林梔垂下眼睫,溫順地說:
「不生氣。宋先生,我很清楚自己的身份,不敢有非分之想。」
宋知珩眸子裡的一縷光,在這一瞬間,悄然熄滅了。
他像是突然對掌心的玩具失去了所有興趣,兀自鬆開了攬住她腰肢的手。
力道之大,讓她踉蹌了一下。
他不再看她,似是為了驅散心裡的焦躁,在她這間不大的公寓裡踱起步子。
茶几上放著一本打開的護照,還有嶄新的M國簽證。
宋知珩的腳步頓住,長臂一伸,將那本護照拿了起來。
「M國?你去M國做什麼?」
林梔不假思索地回道:「去旅遊。」
「旅遊?」他晃了晃手中的護照,唇角勾起一抹諷刺的弧度,「林梔,你告訴我,什麼樣的旅遊,需要辦工作簽證?」
林梔僵硬在原地,大腦瘋狂運轉,都快要冒煙了。
該告訴他實情嗎?現在攤牌說要離開,他會是什麼反應?如果他不同意……
無數個問題在她腦中炸開,讓她一時語塞,只能蒼白地站在原地。
就在這時,宋知珩放在口袋裡的手機響了。
是程嫣的專屬鈴聲。
宋知珩的注意力立刻被轉移,他接起電話,語氣溫和:「嫣嫣?……什麼?不舒服?別急,我馬上過來。
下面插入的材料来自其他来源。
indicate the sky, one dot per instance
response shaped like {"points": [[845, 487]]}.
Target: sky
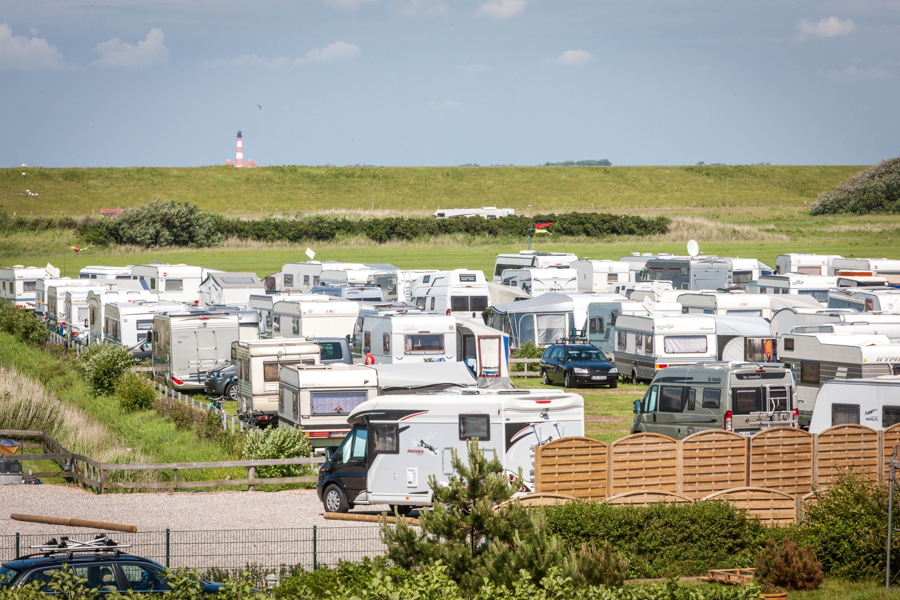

」
掛了電話,他隨手將護照扔回桌上,轉身便走,高大的身影很快便消失在門外。
林梔軟軟地靠在牆上,長長舒了口氣。
然而,還沒等她緩過神來,她自己的手機也響了起來。
是一個完全陌生的號碼。
她深吸一口氣,勉強平復了一下心跳,接起電話:「喂,哪位?」
電話那頭,傳來一個氣勢凌人的中年女聲:
「是林梔小姐嗎?我是程嫣的母親。明天下午三點,悅景軒私房菜,我們見一面吧。」
說完,根本不給林梔拒絕或詢問的機會,對方便直接掛斷了電話。
林梔握著傳出忙音的手機,眉頭緊蹙。
程嫣的母親?她為什麼會找自己?為了程嫣?
翌日下午,林梔懷著滿腹疑慮,準時踏入了那家私房菜館。
侍者躬身引她穿過靜謐的迴廊,停在一處幽靜的包間前。
輕推雕花木門,一位身著墨綠色旗袍的中年女子正背對著她,執壺斟茶,姿態從容優雅。
聽見門響,女子不疾不徐地轉過身來。
時間,彷彿在這一刻被凍結。
林梔只覺得渾身的血液「轟」的一聲全部湧向頭頂,強烈的眩暈感讓她幾乎站立不穩。
這張臉!化成灰她也認得!
程、月、蓮!
就是這個女人,介入她父母的婚姻。
林氏破產後,父親將本屬於她和母親的夫妻共同財產,整整三個億,轉移到了這個女人的名下。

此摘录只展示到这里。